Political pressure is derailing positive efforts on environmental, social and governance (ESG) investments, warns the CEO of one of the world’s largest financial advisory, asset management and fintech organisations. 

The warning from deVere Group’s Nigel Green comes as it is revealed that the world’s second-largest global asset manager is resigning from the Net Zero Asset Managers initiative, whose members are committed to achieving net zero carbon emissions by 2050.

He notes: “Republicans in the U.S. appear to be stepping up their attacks on financial institutions that they say are hostile to fossil fuels. 

“There can be no doubt that Republican states like Texas, Florida, Louisiana and South Carolina have ESG investing in their sights.

“Florida governor, Ron DeSantis is helping to lead the charge, supporting a recent resolution by the Florida State Board of Administration claiming the state would not back “ideological” investing.

“In Louisiana, the state treasurer has confirmed it’s pulling $800 million from funds that some have deemed to be pushing a more ‘woke’ agenda. 

“Against this background, it can be reasonably assumed that heightening political pressure is responsible for a growing number of financial firms stepping away from their own commitments and from offering ESG investing to their clients.”

 The deVere CEO continues: “The ESG backlash is here. But it is misguided. We need to get back to the fundamentals. 

“A failure to know a company’s impact on the environment and on society is a failure to understand the impact on long-term returns to investors.

“ESG frameworks give intelligence about where the key shifts and trends are taking place now and in the future, and how disruptive they could turn out to be.

“This then fuels business, development and innovation activities which are likely to present major opportunities for investors because it provides intelligence on factors which will cause changes in markets.”

Those companies that take their ESG obligations seriously are the ones that demonstrably outperform – and this, therefore, is clearly beneficial for clients of financial institutions.

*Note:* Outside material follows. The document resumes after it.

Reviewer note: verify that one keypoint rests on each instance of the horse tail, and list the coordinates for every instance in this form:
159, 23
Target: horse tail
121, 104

“It’s clear that companies with strong ESG credentials compete better with their peers in terms of related technology, innovation and regulation. In addition, they are more successful at recruiting and retaining top talent,” says Nigel Green.

While scrutiny is welcome, financial companies must not “bow to political pressure” regarding their own commitments, or by reducing their ESG offerings to clients.

During the recent COP27 summit, the CEO of deVere noted. “The world of international finance needs to step up – and now. 

“There needs to be unprecedented levels of cooperation between financial advisories, insurance firms, banks, wealth and asset managers, investment companies, fintech groups, banks and auditors, amongst others, to help unlock and mobilise the trillions of dollars of private finance that is urgently required.

“Without this cooperation, the level of finance will not be available, nor at the pace necessary, to halt the worst effects of human-created global warming.”

He concludes: “It’s regrettable that some within the global finance community appear to be stepping away from their roles in addressing the climate crisis.

“I suspect they are positioning themselves on the wrong side of history.”